Eine vaskuläre Demenz basiert auf Durchblutungsstörungen im Gehirn. Nach der Alzheimer Krankheit ist die vaskuläre Demenz die zweithäufigste Form der Demenzerkrankungen.

Bei einer vaskulären Demenz gehört eine gestörte Blutversorgung des Gewebes im Gehirn zu den Ursachen. Diese Durchblutungsstörungen definieren die verschiedenen Formen der Erkrankung. Mehrere kleine Hirninfarkte oder Schlaganfälle werden dabei Multiinfarkt-Demenz genannt. Weitere Krankheitsformen sind die kortikale und subkortikale vaskuläre Demenz.

Symptome, Diagnose und Therapie bei vaskulärer Demenz
Menschen mit einer vaskulären Demenz haben Schwierigkeiten mit dem Sprechen, Zuhören und der Orientierung. Sie wirken verwirrt, leiden unter Stimmungsschwankungen, sind manchmal antriebslos und können sich schlecht konzentrieren.

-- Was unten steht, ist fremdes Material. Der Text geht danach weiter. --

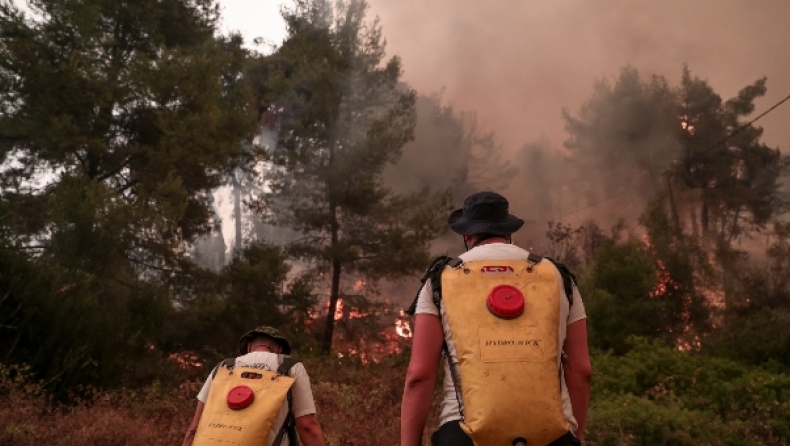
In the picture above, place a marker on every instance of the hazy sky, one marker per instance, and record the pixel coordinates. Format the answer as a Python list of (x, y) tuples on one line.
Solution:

Schnell wechseln sie zwischen Lachen und Weinen, obwohl Persönlichkeit, Sozialverhalten und Gedächtnisleistung ansonsten nicht betroffen sind.

Je nach beteiligter Hirnregion kommen auch halbseitige Lähmungen sowie Gangstörungen und Inkontinenz in Betracht. Zur Diagnose bedarf es neben der Anamnese und körperlichen Untersuchung insbesondere Laboranalysen und neuropsychologischer Untersuchungen durch Demenztests wie etwa dem MMST Test. Zusätzlich können bildgebende Verfahren wie CT oder MRT dabei helfen, andere Erkrankungen auszuschließen.

Therapiert wird eine vaskuläre Demenz durch Behandlungen, die nicht die Ursache behandeln, sondern die Symptome lindern. Dies geschieht durch Medikamente, kognitives Training, Ergotherapie und andere Formen der Physiotherapie. Durch eine vaskuläre Demenz wird in vielen Fällen die Lebenszeit verkürzt. Eine vaskuläre Demenz kann plötzlich auftreten und sich schubweise verschlechtern oder auch langsam fortschreiten. Besteht eine Mischform mit der Alzheimer-Krankheit, kann der Verlauf der Erkrankung schlecht vorhergesagt werden.